Abramović has presented her work with performances, sound, photography, video and sculpture in solo exhibitions at major institutions in the U.S. and Europe. Her work has also been included in many large-scale international exhibitions including the Venice Biennale (1976 and 1997) and Documenta VI, VII and IX, Kassel, Germany (1977, 1982 and 1992). In 1998, the exhibition Artist Body - Public Body toured extensively, including stops at Kunstmuseum and Grosse Halle, Bern, Switzerland and La Gallera, Valencia, Spain. In 2004, Abramović exhibited at the Whitney Biennial in New York and had a significant solo show, The Star, at the Marugame Genichiro-Inokuma Museum of Contemporary Art, Japan and the Contemporary Art Museum, Kumamoto, Japan.
Abramović has taught and lectured extensively in Europe and America. In 1994, she became Professor for Performance Art at the Hochschule für Bildende Künst in Braunschweig, where she taught for seven years.
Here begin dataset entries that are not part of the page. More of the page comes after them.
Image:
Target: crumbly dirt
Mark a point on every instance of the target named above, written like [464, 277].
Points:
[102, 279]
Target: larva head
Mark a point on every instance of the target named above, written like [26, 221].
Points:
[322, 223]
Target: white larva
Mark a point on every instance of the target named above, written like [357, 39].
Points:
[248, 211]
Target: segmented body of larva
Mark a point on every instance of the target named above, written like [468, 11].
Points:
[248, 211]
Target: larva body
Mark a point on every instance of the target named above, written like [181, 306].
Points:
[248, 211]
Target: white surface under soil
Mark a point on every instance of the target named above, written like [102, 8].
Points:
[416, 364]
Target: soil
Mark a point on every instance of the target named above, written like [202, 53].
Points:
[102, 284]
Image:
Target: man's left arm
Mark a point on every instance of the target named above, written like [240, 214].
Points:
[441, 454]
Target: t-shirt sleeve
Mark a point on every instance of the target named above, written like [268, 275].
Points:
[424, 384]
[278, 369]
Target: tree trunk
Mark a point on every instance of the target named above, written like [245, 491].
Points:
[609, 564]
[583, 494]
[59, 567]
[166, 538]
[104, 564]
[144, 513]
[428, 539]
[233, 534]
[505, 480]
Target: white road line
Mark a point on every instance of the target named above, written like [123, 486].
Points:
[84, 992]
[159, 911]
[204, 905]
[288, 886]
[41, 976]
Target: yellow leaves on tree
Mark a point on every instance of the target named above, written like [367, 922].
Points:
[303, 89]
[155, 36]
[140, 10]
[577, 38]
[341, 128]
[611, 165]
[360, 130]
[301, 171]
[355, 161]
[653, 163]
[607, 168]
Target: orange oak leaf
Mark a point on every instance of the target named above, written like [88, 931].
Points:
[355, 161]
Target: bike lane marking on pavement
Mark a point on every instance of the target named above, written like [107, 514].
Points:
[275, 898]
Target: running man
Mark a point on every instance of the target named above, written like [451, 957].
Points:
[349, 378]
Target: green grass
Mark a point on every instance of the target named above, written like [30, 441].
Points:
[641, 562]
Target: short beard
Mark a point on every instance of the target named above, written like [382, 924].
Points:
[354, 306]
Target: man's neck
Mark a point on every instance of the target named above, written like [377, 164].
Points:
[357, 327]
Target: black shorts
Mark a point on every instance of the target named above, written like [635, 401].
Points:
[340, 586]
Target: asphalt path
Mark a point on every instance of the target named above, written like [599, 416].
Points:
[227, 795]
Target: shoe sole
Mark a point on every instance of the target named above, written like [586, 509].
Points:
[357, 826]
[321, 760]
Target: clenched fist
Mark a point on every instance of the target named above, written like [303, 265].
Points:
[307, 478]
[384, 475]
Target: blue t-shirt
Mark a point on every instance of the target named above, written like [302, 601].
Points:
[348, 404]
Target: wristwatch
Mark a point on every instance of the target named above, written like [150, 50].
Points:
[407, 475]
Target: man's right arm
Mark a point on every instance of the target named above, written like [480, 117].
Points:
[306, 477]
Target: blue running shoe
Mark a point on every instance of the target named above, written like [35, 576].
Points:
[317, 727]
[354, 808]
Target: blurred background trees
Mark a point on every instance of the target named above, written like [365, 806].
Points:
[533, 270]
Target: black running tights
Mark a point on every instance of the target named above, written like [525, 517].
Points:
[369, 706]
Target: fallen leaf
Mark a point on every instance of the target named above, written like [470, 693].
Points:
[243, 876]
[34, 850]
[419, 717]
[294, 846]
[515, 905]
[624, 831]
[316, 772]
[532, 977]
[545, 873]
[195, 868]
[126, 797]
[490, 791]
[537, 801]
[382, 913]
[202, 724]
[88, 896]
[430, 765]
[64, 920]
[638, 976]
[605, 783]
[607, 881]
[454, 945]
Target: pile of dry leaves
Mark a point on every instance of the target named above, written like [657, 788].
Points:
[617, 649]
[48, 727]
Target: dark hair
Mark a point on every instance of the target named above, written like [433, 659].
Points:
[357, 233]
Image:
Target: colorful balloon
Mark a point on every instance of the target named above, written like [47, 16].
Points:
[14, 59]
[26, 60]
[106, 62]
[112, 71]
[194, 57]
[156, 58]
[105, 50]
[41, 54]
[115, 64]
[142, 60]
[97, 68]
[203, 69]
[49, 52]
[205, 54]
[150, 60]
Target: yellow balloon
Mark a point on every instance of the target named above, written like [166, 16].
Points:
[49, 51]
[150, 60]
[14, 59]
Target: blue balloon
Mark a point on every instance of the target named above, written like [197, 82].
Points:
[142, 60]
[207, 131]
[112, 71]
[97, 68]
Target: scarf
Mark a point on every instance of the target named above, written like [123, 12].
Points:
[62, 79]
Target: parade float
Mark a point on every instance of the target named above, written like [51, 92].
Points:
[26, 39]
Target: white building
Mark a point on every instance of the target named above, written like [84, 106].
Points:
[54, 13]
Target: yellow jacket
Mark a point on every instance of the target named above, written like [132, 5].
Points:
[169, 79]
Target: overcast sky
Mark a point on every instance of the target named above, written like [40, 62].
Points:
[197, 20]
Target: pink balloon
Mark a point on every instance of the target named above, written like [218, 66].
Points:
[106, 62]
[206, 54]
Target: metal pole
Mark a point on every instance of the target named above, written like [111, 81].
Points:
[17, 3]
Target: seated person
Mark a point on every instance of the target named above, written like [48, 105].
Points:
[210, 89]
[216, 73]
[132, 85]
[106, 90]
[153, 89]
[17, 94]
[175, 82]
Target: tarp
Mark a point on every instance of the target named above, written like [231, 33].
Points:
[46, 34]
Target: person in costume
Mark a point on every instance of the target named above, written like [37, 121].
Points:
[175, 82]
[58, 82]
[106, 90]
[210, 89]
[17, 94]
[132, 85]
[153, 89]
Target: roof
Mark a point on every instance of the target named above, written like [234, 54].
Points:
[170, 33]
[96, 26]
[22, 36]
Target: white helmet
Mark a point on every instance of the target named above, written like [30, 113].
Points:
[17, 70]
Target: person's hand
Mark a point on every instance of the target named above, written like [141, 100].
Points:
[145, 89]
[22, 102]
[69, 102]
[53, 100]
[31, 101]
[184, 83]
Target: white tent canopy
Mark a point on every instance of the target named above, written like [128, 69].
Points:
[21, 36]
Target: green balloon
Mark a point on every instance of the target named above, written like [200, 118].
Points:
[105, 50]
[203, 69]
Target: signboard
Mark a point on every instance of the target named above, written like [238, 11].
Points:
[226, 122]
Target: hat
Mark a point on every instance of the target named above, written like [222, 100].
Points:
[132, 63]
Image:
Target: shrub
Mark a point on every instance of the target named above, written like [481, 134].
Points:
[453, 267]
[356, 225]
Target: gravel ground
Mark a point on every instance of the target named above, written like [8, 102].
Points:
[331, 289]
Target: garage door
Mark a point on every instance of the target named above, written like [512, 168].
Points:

In 2004, she was awarded an Honorary Doctorate from the Art Institute in Chicago, The University of Plymouth and Willams College.
She was awarded the Golden Lion for Best Artist at the 1997 Venice Biennale for her extraordinary video installation/performance piece Balkan Baroque and, in 2003, received the New Media Bessie award for The House with the Ocean View‚ a 12-day performance at Sean Kelly Gallery.
In 2005, Abramović presented Balkan Erotic Epic at the Pirelli Foundation in Milan, Italy and at Sean Kelly in New York. That same year, she held a series of performances entitled Seven Easy Pieces at the Solomon R. Guggenheim Museum in New York. She was honored for Seven Easy Pieces by the Guggenheim at their International Gala in 2006 and by the AICA-USA, which awarded her the Best Exhibition of Time Based Art designation in 2007. She was the subject of a major retrospective at the Museum of Modern Art in New York, The Artist is Present, in 2010; the following year, the Garage Center for Contemporary Culture in Moscow, Russia also presented a major retrospective of Abramović's oeuvre. Abramović's work is included in numerous major public and private collections worldwide.
In 2011, Abramović participated in visionary director Robert Wilson's, The Life and Death of Marina Abramović, the critically acclaimed re-imagination of Abramović's biography, which continues to tour internationally. The feature-length documentary, Marina Abramović: The Artist is Present, premiered in January 2012 at the Sundance Film Festival and has since received widespread critical acclaim. In 2015, Abramović was the subject of a major solo exhibition at the Museum of Old and New Art, Tasmania, entitled Private Archaeology. In conjunction with her solo exhibition at MONA, Abramović conducted a 12-day residency program,
Abramović is currently developing the Marina Abramović Institute (MAI) in Hudson, New York, an interdisciplinary performance and education center dedicated to the presentation and preservation of long durational work and the fostering of collaborations between art, science, technology and spirituality. For more information about MAI, please visit the MAI website.
Marina Abramović lives and works in New York.